Communicates participant health status changes to PI and clinical care staff.
EVIDENCE BASED PRACTICE -
Performs subject assessment, administers medication, and provides nursing support to perform diagnostic, therapeutic and surgical procedures.
Schedules visits and ensures study related orders are completed for the visit. Including providing patient education regarding tests and/or procedures.
May enter study related data into appropriate databases.
May collect, process and ship potentially biohazardous specimens.
TECHNICAL EXPERTISE -
Maintains current knowledge of disease/disorder specific conditions and clinical research trends.
Attends and participates in study specific training, conferences, and education.
Adhere to attributable, eligible, contemporaneous, original and accurate (ALCOA) documentation standards.
CRITICAL THINKING -
Assesses subject eligibility for inclusion in research protocols, e.g., pre-screening, screening and enrollment.
May obtain informed consent and document according to institutional policy.
Ensures study team is kept up-to-date on the protocol and safety reports received from the study sponsor.
Maintains written and verbal communications on regular schedule with PI and other assigned contacts.
May prepare for, participate in routine monitoring visits, audits, etc.
Collaborates with PI, sponsor, medical monitor, compliance, staff, Office of Research Affairs and manager to identify and improve routine processes as it relates to the regulatory and operational aspects of a research study.
Implements, and communicates process and procedures for data quality assurance and safety monitoring.
Accountable to PI for protocol adherence.
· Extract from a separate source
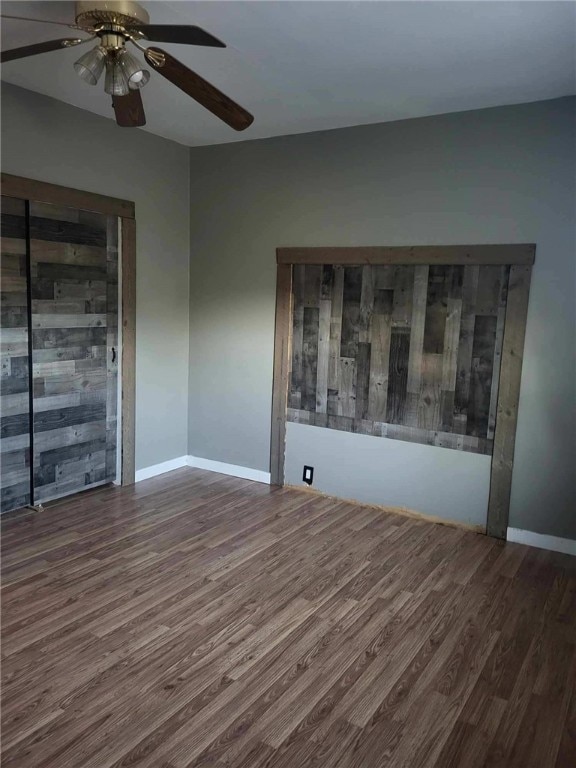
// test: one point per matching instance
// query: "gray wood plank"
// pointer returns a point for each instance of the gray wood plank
(397, 375)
Helps to ensure research team is performing activities within established protocols.
May provide training to members of the study team and departmental clinical staff related to study protocols, policies and procedures.
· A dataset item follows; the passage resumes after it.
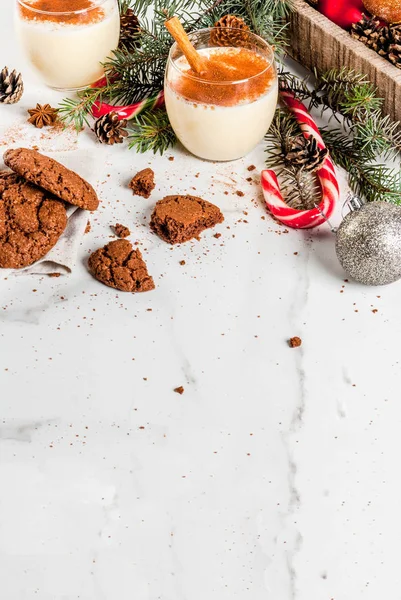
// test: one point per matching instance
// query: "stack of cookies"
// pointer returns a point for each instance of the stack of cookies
(33, 199)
Required Job Qualifications:
Bachelor of Science in Nursing (BSN) or Master of Science in Nursing (MSN).
Current IL RN license.
Basic Life Support certification for Healthcare Professionals.
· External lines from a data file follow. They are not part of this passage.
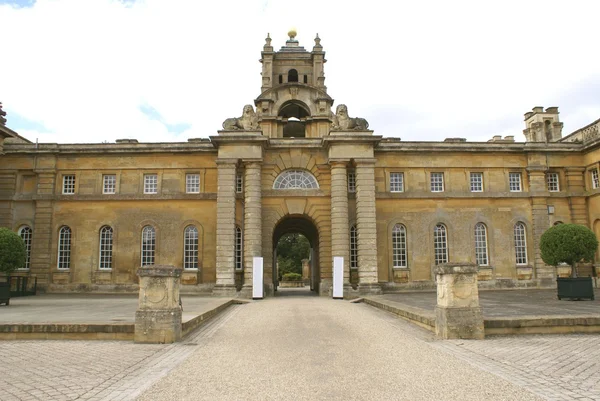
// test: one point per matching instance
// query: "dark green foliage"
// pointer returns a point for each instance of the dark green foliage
(291, 249)
(291, 277)
(568, 243)
(12, 251)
Two years of clinical nursing practice experience within the last two years.
Able to demonstrate introductory knowledge of Good Clinical Practices and/or Good Documentation Practices, human subjects protections, institutional, local, state and federal guidelines and regulations related to clinical research with probationary period.
Ability to communicate complex clinical and regulatory concepts in layperson language.
Ability to build rapport with diverse patients and peers.
Demonstrated problem-solving, critical decision makings and professional judgment.
Strong organizational skills and attention to detail.
Ability to work successfully both independently and in team settings.
Flexible work hours and travel may be required.
Preferred Job Qualifications:
Two years of experience in clinical research as appropriate to study population.
Clinical specialty certification as appropriate to study population.
Ranked among the top academic medical centers in the country, Rush University Medical Center is an outstanding place to enhance your career. Everything we do centers on one goal: improving patient care.
Rush was ranked Best Hospital in Illinois for Nurses in 2017 by Nurse.org.
Ranked among the top 20 best places to work in healthcare by Indeed.
For the fourth consecutive time, all three Rush System hospitals have received an "A" grade for patient safety from the Leapfrog Group.
In U.S. News & World Report's 2017-2018 Best Hospitals issue, Rush ranked among the top 50 hospitals in 8 of 16 categories.
Leading academic medical center, acute care hospital w/ 664 licensed beds.
Rush is an equal opportunity employer. We evaluate qualified applicants without regard to race, color, religion, sex, sexual orientation, gender identity, national origin, disability, veteran status, and other legally protected characteristics.